Yunnan Baiyao Group Co., Ltd
- Traded as: SZSE: 000538 CSI A100
- Industry: Pharmaceutical
- Headquarters: Kunming, China
- Revenue: RMB 22.6 billion (2016)
- Website: Website

= Yunnan Baiyao Group =

Chinese pharmaceutical company

Yunnan Baiyao Group Co., Ltd is a Chinese pharmaceutical company that develops and manufactures pharmaceutical products (mainly traditional Chinese medicine) and the wholesale and retail of pharmaceutical products.

The Government Pension Fund of Norway has excluded the company from investments since 21 December 2021, since the company "uses and sells body parts from pangolins which is a globally endangered species".

As of 2024, state and individual investors hold 29% of the shares and private companies hold 35%. The three largest shareholders hold 58 per cent of the company's shares.

==Corporate affairs==
As of December 31, 2007, the company had 12 subsidiaries, engaged in the pharmaceutical industry, and four major associates, involved in securities, investment and biotechnological research.

==Products==
Its core product range includes the Yunnan Bai Yao series and the Natural Vegetable series.
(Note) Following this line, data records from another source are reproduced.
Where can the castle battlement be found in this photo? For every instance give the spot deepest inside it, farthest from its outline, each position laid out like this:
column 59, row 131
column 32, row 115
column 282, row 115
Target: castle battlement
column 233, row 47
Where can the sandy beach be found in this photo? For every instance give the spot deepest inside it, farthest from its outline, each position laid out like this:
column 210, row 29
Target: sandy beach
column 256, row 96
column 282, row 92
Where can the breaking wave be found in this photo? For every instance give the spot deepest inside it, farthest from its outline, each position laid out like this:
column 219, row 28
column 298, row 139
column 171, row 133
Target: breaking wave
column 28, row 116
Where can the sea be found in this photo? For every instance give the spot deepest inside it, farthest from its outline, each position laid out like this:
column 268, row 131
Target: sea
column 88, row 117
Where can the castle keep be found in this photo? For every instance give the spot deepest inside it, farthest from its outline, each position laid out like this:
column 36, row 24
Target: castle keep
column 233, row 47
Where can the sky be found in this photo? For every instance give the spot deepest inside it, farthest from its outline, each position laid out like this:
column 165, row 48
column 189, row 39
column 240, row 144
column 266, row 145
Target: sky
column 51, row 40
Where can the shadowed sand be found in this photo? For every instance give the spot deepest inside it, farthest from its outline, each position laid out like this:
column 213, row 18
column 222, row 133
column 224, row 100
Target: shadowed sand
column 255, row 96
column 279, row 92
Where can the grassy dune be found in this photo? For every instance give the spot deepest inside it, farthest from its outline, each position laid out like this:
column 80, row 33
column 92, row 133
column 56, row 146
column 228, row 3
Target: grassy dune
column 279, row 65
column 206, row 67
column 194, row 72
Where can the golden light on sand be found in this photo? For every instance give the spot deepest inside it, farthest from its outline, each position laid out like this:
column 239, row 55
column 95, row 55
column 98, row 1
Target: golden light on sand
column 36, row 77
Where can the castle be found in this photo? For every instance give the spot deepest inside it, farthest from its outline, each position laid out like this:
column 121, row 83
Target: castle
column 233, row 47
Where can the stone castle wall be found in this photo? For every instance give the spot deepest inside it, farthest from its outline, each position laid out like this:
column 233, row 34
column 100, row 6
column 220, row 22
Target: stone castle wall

The company is also involved in the operation of hotels and department stores. For the fiscal year of 2007, YBG obtained approximately 99% of its total revenue from the sale of pharmaceutical products.

==Collaboration with Huawei==
On 25 July 2022, Yunnan Baiyao Group signed a cooperation agreement with Huawei for research and development of artificial intelligence drugs.

==Violations of fundamental norms==
On 21 December 2021, the Government Pension Fund of Norway, the world's largest sovereign wealth fund, divested from the company. The reason for the divestment and exclusion of the company is "due to unacceptable risk that the company contributes to serious environmental damage". More specifically, the company "uses and sells body parts from pangolins which is a globally endangered species".